The XPS 600 Renegade includes a Dell 3007WFP 30-inch widescreen flat panel monitor, driven by Nvidia Quad SLI technology with four 7900 graphics processors on two controllers, with 2GB of graphics memory and the capability to run applications at resolutions of 2,560 by 1,600 pixels. The heart of the Renegade is a Pentium 965 Extreme Edition dual core processor factory overclocked up to 4.26 GHz, a Sound Blast X-Fi Fatality sound card with front-side controller, dual 160 GB 10,000 rpm Western Digital drives in a RAID 0 configuration, plus a Western Digital 400 GB 7,200 rpm hard drive, plus 2GB of dual-channel DDR2 SDRAM at 667 MHz and two DIMM slots.

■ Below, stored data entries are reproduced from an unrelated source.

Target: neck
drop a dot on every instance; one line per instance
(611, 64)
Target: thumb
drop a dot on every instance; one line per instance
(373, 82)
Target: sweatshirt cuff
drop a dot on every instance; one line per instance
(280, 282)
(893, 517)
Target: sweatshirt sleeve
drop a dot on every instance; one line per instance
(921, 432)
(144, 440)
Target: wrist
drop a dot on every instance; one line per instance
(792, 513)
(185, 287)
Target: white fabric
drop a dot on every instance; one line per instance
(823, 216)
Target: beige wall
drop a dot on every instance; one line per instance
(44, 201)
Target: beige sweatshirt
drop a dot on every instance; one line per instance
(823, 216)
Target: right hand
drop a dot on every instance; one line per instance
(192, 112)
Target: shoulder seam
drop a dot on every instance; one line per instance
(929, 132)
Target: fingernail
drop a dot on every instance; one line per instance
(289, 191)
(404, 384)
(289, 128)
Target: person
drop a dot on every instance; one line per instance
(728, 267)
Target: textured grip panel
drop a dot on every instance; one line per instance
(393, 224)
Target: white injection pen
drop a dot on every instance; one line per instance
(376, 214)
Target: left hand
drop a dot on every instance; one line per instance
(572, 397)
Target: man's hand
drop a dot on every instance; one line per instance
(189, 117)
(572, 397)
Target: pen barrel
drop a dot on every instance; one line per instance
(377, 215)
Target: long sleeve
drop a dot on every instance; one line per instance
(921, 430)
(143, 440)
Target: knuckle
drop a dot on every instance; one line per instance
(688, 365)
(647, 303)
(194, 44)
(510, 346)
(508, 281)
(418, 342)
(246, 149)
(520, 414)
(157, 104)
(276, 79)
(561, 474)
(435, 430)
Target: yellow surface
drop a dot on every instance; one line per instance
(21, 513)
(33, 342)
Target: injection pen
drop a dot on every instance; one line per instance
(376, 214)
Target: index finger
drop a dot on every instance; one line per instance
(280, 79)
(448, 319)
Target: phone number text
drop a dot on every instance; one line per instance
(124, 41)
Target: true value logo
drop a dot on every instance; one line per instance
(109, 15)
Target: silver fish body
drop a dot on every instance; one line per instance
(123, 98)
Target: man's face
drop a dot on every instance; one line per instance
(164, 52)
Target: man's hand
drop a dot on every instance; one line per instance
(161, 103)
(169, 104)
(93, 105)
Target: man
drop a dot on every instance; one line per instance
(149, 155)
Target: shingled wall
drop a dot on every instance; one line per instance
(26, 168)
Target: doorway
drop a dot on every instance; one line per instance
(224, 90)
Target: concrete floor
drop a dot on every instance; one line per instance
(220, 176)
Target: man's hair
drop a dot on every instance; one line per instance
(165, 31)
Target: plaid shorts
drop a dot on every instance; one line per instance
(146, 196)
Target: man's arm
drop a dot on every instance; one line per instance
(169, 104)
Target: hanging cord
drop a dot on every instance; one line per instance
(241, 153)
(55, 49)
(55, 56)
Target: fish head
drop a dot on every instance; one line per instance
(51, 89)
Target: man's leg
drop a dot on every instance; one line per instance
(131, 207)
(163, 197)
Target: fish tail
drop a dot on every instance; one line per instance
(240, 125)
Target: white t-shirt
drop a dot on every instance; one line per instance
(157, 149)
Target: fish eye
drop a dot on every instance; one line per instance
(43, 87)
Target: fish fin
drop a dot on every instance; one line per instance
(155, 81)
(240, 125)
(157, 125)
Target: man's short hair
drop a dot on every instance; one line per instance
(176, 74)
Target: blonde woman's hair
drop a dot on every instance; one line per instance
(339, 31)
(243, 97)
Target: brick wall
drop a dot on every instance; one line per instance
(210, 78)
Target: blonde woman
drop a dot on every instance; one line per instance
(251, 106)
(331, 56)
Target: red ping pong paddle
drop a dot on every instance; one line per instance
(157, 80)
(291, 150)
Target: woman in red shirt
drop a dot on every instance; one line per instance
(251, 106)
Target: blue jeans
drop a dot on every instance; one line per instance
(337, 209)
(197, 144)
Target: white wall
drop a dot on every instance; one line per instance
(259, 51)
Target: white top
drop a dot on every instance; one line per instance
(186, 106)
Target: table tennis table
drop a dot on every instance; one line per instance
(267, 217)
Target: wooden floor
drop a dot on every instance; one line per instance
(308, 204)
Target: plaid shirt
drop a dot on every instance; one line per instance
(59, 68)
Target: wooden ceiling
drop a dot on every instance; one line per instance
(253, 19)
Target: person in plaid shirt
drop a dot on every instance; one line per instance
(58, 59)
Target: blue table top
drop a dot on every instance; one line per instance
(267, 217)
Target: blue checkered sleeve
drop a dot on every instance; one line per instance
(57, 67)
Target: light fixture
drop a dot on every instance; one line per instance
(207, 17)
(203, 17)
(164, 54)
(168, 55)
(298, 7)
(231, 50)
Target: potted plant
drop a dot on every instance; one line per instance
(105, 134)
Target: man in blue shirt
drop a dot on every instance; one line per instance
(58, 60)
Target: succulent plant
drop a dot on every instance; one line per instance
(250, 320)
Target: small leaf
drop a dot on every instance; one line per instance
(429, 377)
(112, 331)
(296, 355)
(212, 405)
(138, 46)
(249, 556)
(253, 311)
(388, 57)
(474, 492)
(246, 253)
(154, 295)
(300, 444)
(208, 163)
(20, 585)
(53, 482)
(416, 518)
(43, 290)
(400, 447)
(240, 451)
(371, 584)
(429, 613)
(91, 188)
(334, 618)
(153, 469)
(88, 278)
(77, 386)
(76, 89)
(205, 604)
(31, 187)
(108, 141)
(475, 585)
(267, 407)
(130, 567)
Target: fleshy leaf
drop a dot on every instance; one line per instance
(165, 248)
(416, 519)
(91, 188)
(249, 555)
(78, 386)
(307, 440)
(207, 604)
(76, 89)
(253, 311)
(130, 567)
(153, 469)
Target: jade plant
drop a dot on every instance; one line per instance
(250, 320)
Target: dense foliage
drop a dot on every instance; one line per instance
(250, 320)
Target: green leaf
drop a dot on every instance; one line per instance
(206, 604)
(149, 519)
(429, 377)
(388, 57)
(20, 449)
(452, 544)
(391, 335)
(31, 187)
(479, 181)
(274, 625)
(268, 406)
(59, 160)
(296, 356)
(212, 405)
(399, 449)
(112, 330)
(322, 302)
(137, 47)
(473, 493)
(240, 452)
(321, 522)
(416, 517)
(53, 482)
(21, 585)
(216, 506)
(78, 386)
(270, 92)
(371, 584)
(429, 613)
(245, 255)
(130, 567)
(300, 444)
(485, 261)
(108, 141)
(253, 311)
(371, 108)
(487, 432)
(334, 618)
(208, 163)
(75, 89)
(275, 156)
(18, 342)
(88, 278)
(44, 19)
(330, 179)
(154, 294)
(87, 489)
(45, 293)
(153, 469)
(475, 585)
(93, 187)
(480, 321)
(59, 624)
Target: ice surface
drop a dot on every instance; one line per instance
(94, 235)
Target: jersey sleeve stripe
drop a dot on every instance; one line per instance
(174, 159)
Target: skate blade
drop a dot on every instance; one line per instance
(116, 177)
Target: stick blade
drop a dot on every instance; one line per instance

Need more? The XPS 600 Renegade comes with a DVD recorder and DVD-ROM, Klipsch Pro Media 5.1 speakers or Logitech Z-5500 500 watt 5.1 digital surround speakers, Saitek Eclipse Night-Vision red keyboard, a Logitech G5 laser mouse, 2 DVI outs and 1 S-video output, 2 Firewire/1394 ports, a whopping 10 USB 2.0 ports (2 front, 6 back, 2 internal), 7.1 audio output with front-side headphone and mic jacks, gigabit Ethernet, 2 PS/2 ports, 1 serial port, 3 PCi slots, 1 PCIE x1 slot, 2 PCIE x16 slots, and numerous available drive bays. Operating system? Windows XP Professional, and Dell offers a year of email, chat, and phone support. And lets not forget that 30-inch flatscreen display.
The Ageia PhysX processor is designed to simulate dynamic motion and object interaction on a massive scale, so games can integrate support for complex characters, enormous numbers of moving objects, and more life-like environments. Games must specifically support the PhysX processor, but that support has already been announced for specific titles by NCSoft, Epic Games, Ubisoft, and Cryptic Studios.
Gamers may debate whether the whole Dell XPS 600 Renegade system is worth paying $10,000 or more, but you can bet they’re all lining up to check it out at the Game Developers Conference in San Jose.